Peppermill poker dealer Errin McCann is one of the organizers of the "Battle Born Derby Demons," Reno's new woman's roller derby team. "It's athletic, fun, and completely different from anything else we do."
She's right. Young ladies, most in their 20s and 30s, have revived and updated the old roller derby sport that died out in the early 1970s. Today, it's an athletic contest, a sexy sideshow and a personality parade.
The women attracted to roller derby come from a wide variety of backgrounds, educations and inclinations. Like poker, roller derby provides a forum for the participants to assume another identity, another role very different from their daily lives.
Even to a larger extent than in poker do derby women adopt nicknames for their alter ego. Melanie, a Reno public school teacher wears a t-shirt identifying her as "Mel's Belles." Amanda, a plumber, is "Josie Dirt." From the world of finance comes Pricilla "The Killer," and "Itty Bitty," an accountant.
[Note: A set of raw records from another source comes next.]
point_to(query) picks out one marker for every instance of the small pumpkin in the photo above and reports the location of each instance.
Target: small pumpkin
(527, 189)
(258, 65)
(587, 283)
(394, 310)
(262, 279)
The Reno team formed about three months ago. About two dozen women comprise the team. They practice downtown, next to the Truckee River, on a flat concrete park that serves as the city's public ice rink in the winter. "It's OK during the good weather, but we've got to find a permanent home before winter," McCann says.
Unlike the high-banked tracks of yesteryear, today's roller girls skate on a flat surface. According to McCann, "Any hard flat surface of 12-15,000 sq. ft. works. We're looking for a warehouse with a concrete floor, an empty building, anything with a roof for winter."
Women's roller derby is similar to poker 15 years ago. "We need sponsors and venues," explains McCann, "Currently, we raise all our expense money from fund raisers, but we hope a casino or businesses in the community will get behind us. After all, we'll be able to bring out some pretty large groups when we start competing against teams from other areas."
Today's version of the sport of women's roller derby started three years ago in Austin, Texas. It caught on immediately and has exploded in popularity. There are now well over 30 leagues and more than 300 teams around the country.
It's entirely amateur. So large has it grown that there is now a Women's Flat Track Derby Association (WFTDA) to regulate and govern the sport. It's taken poker far longer to develop professional organizations and a standard set of rules.
Roller derby is a game that requires speed, strategy, tactics, and team work. It also requires strength and stamina. There are three positions on each team. The "pivot" skates at the front of the pack and sets the pace for her teammates. A "jammer" starts at the back of the pack and scores a point for her team each time she laps a member of the opposing team. "Blockers," three to a team, make up the pack and attempt to prevent the opposing team's jammer from passing while also trying to clear a path for their own jammer.
These ladies may be made of sugar 'n' spice and everything nice, but they leave it all behind when they put on skates. Decked-out in tights, fish-net stockings, mini-skirts, hot pants, helmets, and pads, it's a rock'em, sock'em melee. Every player sports black 'n blue badges of courage.